Anywho, most plagiarism is boring, stupid and uncreative. Clarke's plagiarism was boring, stupid and uncreative. Lift others' words directly, don't put quote marks around them, and include a footnote, to pretend like you are doing legitimate citations. Here's the thing: every single student everywhere knows that if they use a direct quote, they are required to place quotation marks around the words that are lifted directly. Placing a footnote to the source material is not sufficient. If they aren't your words, you need to admit that they aren't your words. Otherwise, you are pretending that someone else's words are your own. That's called LYING. You know this. EVERYONE knows this. One of the lies that I just get really tired of hearing is when students pretend to think that they are staying within the lines when they pull this shit and get caught. They know what they are doing. Clarke knew what he was doing.

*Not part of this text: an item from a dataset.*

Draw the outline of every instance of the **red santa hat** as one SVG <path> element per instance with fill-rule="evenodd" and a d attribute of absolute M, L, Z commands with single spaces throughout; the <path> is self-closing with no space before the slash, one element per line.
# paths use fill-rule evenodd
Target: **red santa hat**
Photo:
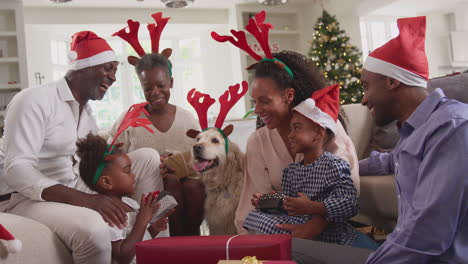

Of course, there's always the old comma-switcharoo, which is where you change the order of phrases before and after the comma, but keep the sequence of words within each clause, thereby making the sentence not technically an exact quote. That way, you aren't quoting, right? Yeah, right. You know that's bullshit. So does every plagiarist who pulls that act. There are plenty of variations on this theme, and they're all bullshit.
Clarke cheated and he knew what he was doing.
Oh, and so did Associate Justice of the Supreme Court, Neil Fucking Gorsuch, Plagiarist.
I've got a new trick that I'm just itchin' to try. I think I'll roll this one out next semester. At the beginning of the semester, I'll hand out a quiz, worth 1% of the course grade. Which of these acts counts as plagiarism, and which doesn't? Give out a few simple examples, like quoting without quotation marks, but including the footnote (the Clarke scam). I think everyone will do just fine, when they have actual points on the line for giving the correct answer... I can't wait to see how that turns out, and once I have them giving me the correct answer, it'll be extra funny when they try to tell me that they didn't understand the rules after they plagiarize, 'cuz, c'mon. Someone will try.
And who knows? Maybe that'll get them onto the Supreme Court, or at least a nomination to the Department of Homeland Security...
Side note: number of plagiarism instances in Clarke's Master's Thesis? 47! Go, Pomona College! Yes, that's the origin of 47 in Star Trek. Hey, I got some sci-fi in here today!